Algunas lecturas como 'El capital' nos cambian para siempre, aunque después no sigamos suscribiendo lo aprendido
Lo compré en sociedad con otro joven voluntarista, Carlos Altamirano; y tuve suerte porque su formación teórica era mejor que la mía. También poseíamos los tomitos de Roman Rosdolsky, Genesi e struttura del Capitale di Marx (tapas blancas con guardas verdes, en la edición de Laterza, Bari). Yo leía a Rosdolsky en los buses, durante el primer año de la dictadura militar. No eran más arriesgados que los paquetes de folletos que transportaba hacia la periferia industrial de Buenos Aires. Por otra parte, me parecía mejor aprender El capital que esos elementales panfletos repetitivos, que hubieran convertido mi lectura de Marx en algo todavía aún más azaroso e improbable.
Era ignorante, pero tenía razón en persistir, porque algunas lecturas nos cambian para siempre, aunque después no sigamos suscribiendo lo aprendido. Nos cambian para siempre porque nos hacen pasar por una experiencia intelectual difícil. Muchas veces, mientras leía el capítulo primero de El capital, tuve la sensación de que los huesos de mi cráneo hacían ruido, en una especie de representación sonora de mi esfuerzo. Mi cabeza crujía como atravesada por un tornillo. Una experiencia extraordinaria porque yo, ingenuamente, quedaba convencida de que eran los ruidos de un aprendizaje.
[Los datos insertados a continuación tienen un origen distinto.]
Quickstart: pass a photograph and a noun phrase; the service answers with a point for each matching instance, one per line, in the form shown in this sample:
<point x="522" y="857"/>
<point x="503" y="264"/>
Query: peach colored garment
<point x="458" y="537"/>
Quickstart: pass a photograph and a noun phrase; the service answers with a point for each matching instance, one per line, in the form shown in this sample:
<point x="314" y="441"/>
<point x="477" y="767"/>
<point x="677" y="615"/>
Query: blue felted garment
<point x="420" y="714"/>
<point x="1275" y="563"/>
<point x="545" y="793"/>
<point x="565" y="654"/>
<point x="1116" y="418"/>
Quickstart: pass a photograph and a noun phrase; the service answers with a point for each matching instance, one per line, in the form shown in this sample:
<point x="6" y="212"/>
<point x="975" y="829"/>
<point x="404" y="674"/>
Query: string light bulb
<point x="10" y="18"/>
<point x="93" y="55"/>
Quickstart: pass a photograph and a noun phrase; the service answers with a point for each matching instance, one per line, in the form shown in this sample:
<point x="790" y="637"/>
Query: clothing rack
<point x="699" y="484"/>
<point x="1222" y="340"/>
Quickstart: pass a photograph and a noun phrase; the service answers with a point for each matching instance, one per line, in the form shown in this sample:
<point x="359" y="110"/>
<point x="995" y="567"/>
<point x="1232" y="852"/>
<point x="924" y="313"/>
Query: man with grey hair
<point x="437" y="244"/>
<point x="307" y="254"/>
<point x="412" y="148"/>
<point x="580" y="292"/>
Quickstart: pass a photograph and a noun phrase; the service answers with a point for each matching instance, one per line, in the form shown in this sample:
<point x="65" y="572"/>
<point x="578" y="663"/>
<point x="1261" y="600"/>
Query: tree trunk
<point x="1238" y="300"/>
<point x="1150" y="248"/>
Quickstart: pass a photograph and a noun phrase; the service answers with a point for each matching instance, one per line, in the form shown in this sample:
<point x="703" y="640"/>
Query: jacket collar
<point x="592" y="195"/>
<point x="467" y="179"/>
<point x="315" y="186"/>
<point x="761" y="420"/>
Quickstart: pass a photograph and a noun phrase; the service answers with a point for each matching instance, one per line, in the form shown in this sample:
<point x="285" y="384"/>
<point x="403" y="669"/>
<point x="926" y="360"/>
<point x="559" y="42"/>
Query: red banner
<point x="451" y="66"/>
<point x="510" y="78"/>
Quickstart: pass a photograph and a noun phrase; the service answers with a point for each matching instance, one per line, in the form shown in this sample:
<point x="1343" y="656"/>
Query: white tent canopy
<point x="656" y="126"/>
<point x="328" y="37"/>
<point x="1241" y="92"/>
Nunca nada me costó más que el capítulo primero sobre la mercancía. Marx lo había previsto, porque escribió en el prólogo: “Los comienzos son siempre difíciles y esto rige para todas las ciencias. La comprensión del primer capítulo, y en especial de la parte dedicada al análisis de la mercancía, presentará por tanto la dificultad mayor”. No estaba mintiendo. También ese primer capítulo tiene metáforas extraordinarias. Cito una: el valor de la mercancía es “un coágulo de trabajo humano indistinto”. Y, en medio de todas las dificultades, definiciones clarísimas: “Un objeto no puede tener valor sin ser útil”.
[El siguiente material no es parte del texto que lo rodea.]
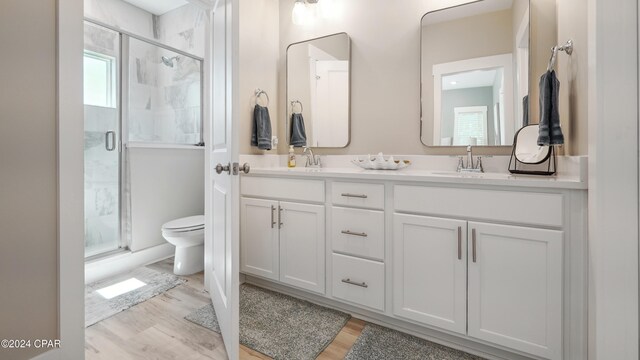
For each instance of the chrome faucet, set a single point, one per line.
(470, 167)
(312, 160)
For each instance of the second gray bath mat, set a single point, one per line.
(380, 343)
(278, 325)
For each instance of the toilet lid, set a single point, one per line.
(188, 223)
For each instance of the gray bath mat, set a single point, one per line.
(380, 343)
(98, 308)
(278, 325)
Después de ese primer capítulo, la acumulación originaria de El capital es un friso histórico, magistralmente escrito, que puede recorrerse sin los dolores de la iniciación: vemos a los campesinos despojados de los bosques y prados comunales, obligados a mudarse a las nuevas ciudades, donde se convertirán en obreros. Todo tiene un aire de novela realista, aunque Marx esté escribiendo historia.
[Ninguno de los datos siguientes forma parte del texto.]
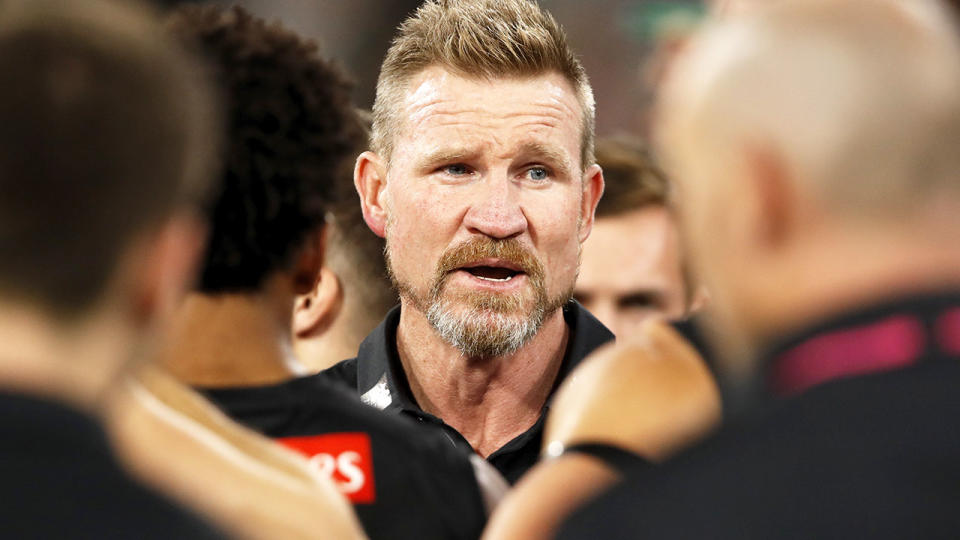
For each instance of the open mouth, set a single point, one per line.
(493, 271)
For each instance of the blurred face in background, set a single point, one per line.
(487, 205)
(631, 270)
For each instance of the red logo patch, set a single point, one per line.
(344, 457)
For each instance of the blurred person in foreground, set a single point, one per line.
(631, 267)
(105, 132)
(291, 126)
(814, 144)
(353, 292)
(481, 177)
En los apuntes que tomé de esta lectura reconozco mi letra que todavía lleva la marca de la escuela donde me la habían enseñado: redonda, achatada y vertical, la letra joven y disciplinada de alguien que sigue aprendiendo. Eso era, porque estaba convencida de que, si leía esa primera sección de El capital, algo definitivo iba a pasar conmigo y con mi ideología (en esa época no se decía imaginario).
Fue verdad. Algo pasó conmigo. Hice mi primera experiencia intelectual de máxima exigencia. Por primera vez, no era yo la que daba la vuelta a las páginas de un libro. Eran esas páginas las que me daban vuelta.